The good news: A recent scourge of fake Adobe installers really does update you to the latest version of Flash. The bad news: It places cryptomining malware on your machine in the meantime.
Researchers at Palo Alto Networks this week warned of the latest evolution in both cryptojacking and fake Flash updates, two popular forms of cyber malfeasance united in one unpleasant parcel. Over the past several months, the researchers have found 113 of these fake updaters, which deposit a cryptocurrency miner called XMRig on the affected device.
Once in place, XMRig works quietly in the background, leeching your computer’s resources to generate Monero, a popular privacy-focused cryptocurrency. What makes this attack especially curious, though, is that it bothers to place the actual Flash update on the device as well. Which is considerate, but also just plain practical, from a cryptojacking perspective.

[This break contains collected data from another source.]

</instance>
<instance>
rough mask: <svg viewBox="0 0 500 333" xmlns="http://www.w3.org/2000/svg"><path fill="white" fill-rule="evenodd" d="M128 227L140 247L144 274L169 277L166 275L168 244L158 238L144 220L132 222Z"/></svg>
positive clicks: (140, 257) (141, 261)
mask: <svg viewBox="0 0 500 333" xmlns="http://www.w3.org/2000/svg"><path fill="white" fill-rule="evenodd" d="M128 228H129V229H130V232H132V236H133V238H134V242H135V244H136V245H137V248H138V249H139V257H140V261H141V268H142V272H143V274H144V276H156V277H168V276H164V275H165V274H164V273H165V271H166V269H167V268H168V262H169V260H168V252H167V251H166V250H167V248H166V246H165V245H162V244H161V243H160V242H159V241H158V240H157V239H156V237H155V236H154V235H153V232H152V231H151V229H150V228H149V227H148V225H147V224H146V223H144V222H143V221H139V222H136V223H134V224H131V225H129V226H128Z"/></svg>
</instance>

“It’s likely to make the user think that nothing had gone wrong,” says Ryan Olson, vice president of threat intelligence at Palo Alto Networks’ Unit 42. “Performing the update, and making the user think nothing bad had happened, goes hand in hand with the cryptomining business model. With an attack like ransomware, you’re going to be in the user’s face. Within a few minutes, you’re going to have their files, you’re going to have a pop-up saying, ‘Hey, I stole your data, you need to pay me money.’ But with cryptomining, you want that computer to keep running your software as long as possible.”
Think of it like a parasite that needs to keep its host alive. Gross! Palo Alto Networks says that victims, in this case, were tricked into clicking a phony URL; your best bet to stay safe may be, as always, to mind your browsing.

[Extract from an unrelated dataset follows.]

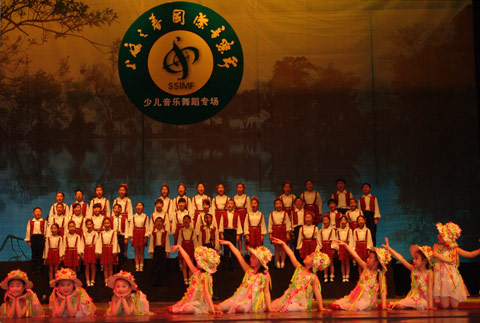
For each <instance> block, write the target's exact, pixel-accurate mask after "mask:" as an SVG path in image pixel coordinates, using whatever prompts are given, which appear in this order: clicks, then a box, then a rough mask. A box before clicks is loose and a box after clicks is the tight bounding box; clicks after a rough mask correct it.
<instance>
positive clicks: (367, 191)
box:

It’s unclear how many users were affected by this particular cryptojacking effort. Beyond the 113 instances Palo Alto Networks found, Olson says they don’t know how many people globally might have encountered or run the imposter installers.
Cryptojacking generally has become quite a scourge. It has run rampant on all corners of the internet, threatening even critical infrastructure. Recent research suggested that $250,000 of Monero was generated by cryptomining software Cornhive alone.
Not all cryptomining necessarily comes with bad intentions; some sites have deployed it as a way to generate revenue. But instances of voluntary cryptomining pale in comparison to the covert sort that chews up CPU power—like the kind Palo Alto Networks discovered.
How Serious Is This?
Without knowing how many people were fooled, it’s hard to quantify the impact. It’s serious in that it’s an extension of the broader trend of cryptojacking, which doesn’t seem to be getting any better. And if you’re someone who was affected by this, your computer is likely taking a pretty serious performance hit right now.
In the broader scheme of things, though? Not that serious. In fact, given how buggy and vulnerability-ridden Flash has been for, well, years, the fact that this fake installer actually keeps it up to date is about as big a silver lining as you could hope for.